Croatian Mathematical Olympiad

### Claim. For every positive integer $n\ge 3$ there exists a positive integer $k$ such that $51^{2^{n-2}}-1=2^n\cdot (2k+1)$.

Proof. We prove the claim by mathematical induction on $n$.

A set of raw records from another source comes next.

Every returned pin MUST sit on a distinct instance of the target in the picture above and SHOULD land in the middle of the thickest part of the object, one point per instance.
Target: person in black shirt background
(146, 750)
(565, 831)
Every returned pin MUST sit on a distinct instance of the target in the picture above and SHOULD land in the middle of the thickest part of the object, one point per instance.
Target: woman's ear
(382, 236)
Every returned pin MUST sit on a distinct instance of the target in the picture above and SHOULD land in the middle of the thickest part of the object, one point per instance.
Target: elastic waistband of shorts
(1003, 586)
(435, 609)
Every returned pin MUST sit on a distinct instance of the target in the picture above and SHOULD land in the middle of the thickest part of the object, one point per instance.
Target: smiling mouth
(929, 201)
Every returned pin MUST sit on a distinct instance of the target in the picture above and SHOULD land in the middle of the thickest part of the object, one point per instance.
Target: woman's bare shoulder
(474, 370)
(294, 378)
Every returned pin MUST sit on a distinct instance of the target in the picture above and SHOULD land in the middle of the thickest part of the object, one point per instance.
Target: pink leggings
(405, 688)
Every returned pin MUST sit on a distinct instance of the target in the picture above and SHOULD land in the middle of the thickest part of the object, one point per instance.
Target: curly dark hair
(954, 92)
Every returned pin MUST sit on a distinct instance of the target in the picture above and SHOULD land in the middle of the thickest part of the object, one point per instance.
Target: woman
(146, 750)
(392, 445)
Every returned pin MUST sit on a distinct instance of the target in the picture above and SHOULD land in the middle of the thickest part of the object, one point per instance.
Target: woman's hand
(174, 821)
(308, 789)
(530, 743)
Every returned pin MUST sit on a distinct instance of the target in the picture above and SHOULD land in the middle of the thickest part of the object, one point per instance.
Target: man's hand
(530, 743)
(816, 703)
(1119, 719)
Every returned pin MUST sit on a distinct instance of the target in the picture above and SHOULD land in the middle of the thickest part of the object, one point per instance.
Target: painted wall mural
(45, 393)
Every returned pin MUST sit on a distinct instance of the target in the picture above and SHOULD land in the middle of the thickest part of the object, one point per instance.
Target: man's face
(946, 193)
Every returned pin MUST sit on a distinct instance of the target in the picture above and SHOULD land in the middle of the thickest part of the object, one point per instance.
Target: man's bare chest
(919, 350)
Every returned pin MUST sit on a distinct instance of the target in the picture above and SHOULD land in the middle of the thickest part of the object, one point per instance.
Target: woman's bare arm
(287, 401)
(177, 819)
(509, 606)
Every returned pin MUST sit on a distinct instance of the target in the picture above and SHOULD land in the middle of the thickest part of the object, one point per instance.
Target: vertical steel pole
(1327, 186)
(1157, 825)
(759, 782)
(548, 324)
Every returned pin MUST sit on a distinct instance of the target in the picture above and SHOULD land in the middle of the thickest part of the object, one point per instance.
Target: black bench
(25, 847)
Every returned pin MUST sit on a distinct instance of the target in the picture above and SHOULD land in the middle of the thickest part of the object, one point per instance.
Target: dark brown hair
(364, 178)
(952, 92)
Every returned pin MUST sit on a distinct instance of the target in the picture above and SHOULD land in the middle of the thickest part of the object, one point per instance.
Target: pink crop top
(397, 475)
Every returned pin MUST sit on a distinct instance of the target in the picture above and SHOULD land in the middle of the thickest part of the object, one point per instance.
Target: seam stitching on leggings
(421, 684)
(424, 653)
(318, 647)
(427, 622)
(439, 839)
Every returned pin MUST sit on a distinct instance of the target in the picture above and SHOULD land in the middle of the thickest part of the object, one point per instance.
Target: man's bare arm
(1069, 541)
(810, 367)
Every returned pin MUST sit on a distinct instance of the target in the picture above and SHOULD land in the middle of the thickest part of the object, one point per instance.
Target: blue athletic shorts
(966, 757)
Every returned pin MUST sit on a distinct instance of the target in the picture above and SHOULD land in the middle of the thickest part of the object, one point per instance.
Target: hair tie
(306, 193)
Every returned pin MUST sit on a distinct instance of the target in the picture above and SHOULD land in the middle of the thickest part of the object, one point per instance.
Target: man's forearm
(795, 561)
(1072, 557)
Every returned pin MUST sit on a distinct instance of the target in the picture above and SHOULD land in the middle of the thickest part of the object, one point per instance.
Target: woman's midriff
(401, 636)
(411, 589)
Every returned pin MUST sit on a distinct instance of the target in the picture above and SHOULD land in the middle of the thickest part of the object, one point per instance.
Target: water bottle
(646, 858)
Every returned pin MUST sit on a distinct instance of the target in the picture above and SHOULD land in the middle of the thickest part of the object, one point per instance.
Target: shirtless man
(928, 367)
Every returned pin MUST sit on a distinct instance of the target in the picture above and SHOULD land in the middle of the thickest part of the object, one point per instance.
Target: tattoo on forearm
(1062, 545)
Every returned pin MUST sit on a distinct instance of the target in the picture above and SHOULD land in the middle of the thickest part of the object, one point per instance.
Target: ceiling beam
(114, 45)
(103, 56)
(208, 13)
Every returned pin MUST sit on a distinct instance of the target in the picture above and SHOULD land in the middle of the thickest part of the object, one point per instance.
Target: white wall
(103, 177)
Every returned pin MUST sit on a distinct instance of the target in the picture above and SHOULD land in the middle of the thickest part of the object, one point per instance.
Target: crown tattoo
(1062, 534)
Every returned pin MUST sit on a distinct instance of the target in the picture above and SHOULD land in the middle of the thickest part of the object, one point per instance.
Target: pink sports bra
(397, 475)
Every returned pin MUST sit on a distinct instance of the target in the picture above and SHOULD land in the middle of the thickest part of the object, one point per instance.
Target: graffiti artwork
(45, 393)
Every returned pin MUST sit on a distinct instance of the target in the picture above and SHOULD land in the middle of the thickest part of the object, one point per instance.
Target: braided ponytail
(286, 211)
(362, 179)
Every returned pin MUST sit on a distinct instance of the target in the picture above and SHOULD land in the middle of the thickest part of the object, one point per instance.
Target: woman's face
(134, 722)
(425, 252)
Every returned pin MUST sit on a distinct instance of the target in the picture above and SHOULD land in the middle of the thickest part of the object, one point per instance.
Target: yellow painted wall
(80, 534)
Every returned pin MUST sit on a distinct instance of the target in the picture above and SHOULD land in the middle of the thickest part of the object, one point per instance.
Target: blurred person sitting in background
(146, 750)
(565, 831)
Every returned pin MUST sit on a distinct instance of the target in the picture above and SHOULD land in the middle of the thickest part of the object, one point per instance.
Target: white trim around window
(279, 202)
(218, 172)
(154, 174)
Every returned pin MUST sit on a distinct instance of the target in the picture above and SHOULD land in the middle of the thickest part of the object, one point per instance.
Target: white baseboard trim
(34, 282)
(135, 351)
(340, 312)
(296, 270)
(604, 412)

For $n=3$ we have $51^2-1=3^2-1=8$ (mod 16), so $51^2-1$ is divisible by $2^3$ but not by $2^4$, therefore the claim holds for $n=3$. Assume the claim holds for some $n$, i.e. $51^{2^{n-2}}-1=2^n\cdot (2k+1)$ for some positive integer $k$. Then $$\begin{array}{rl}51^{2^{n-1}}-1& =(51^{2^{n-2}}-1)(51^{2^{n-2}}+1)\\ & =2^n\cdot (2k+1)(2^n\cdot (2k+1)+2)\\ & =2^{n+1}\cdot (2k+1)(2^{n-1}(2k+1)+1),\end{array}$$ and since $(2k+1)(2^{n-1}(2k+1)+1)$ is odd, the claim holds for $n+1$. This completes the proof. $\square$

Regarding the initial statement of the problem, we will inductively define an appropriate $k_n$ for every $n$. Note that for $n=1,n=2$ and $n=3$ we can select $k=2$, i.e. $k_1=k_2=k_3=2$. Assume the claim holds for some $n$, i.e. there exists some positive integer $a_n$ such that $51^{k_n}-17=2^n\cdot a_n$. If $a_n$ is even, we can select $k_{n+1}=k_n$. If $a_n$ is odd, we can define $k_{n+1}=k_n+2^{n-2}$. Then we have $$51^{k_{n+1}}-17=51^{2^{n-2}}\cdot (51^{k_n}-17)+17\cdot (51^{2^{n-2}}-1).$$ By the inductive assumption and the previously proven claim, we can conclude that there exists a positive integer $k$ such that $$\begin{array}{rl}51^{k+n+1}-17& =51^{2^{n-2}}\cdot 2^n\cdot a_n+17\cdot 2^n\cdot (2k+1)\\ & =2^n\cdot (51^{2^{n-2}}{a}_n+17(2k+1)).\end{array}$$ Since $a_n$ is odd, it follows that $51^{2^{n-2}}{a}_n+17(2k+1)$ is even, therefore $51^{k+n+1}-17$ is indeed divisible by $2^{n+1}$.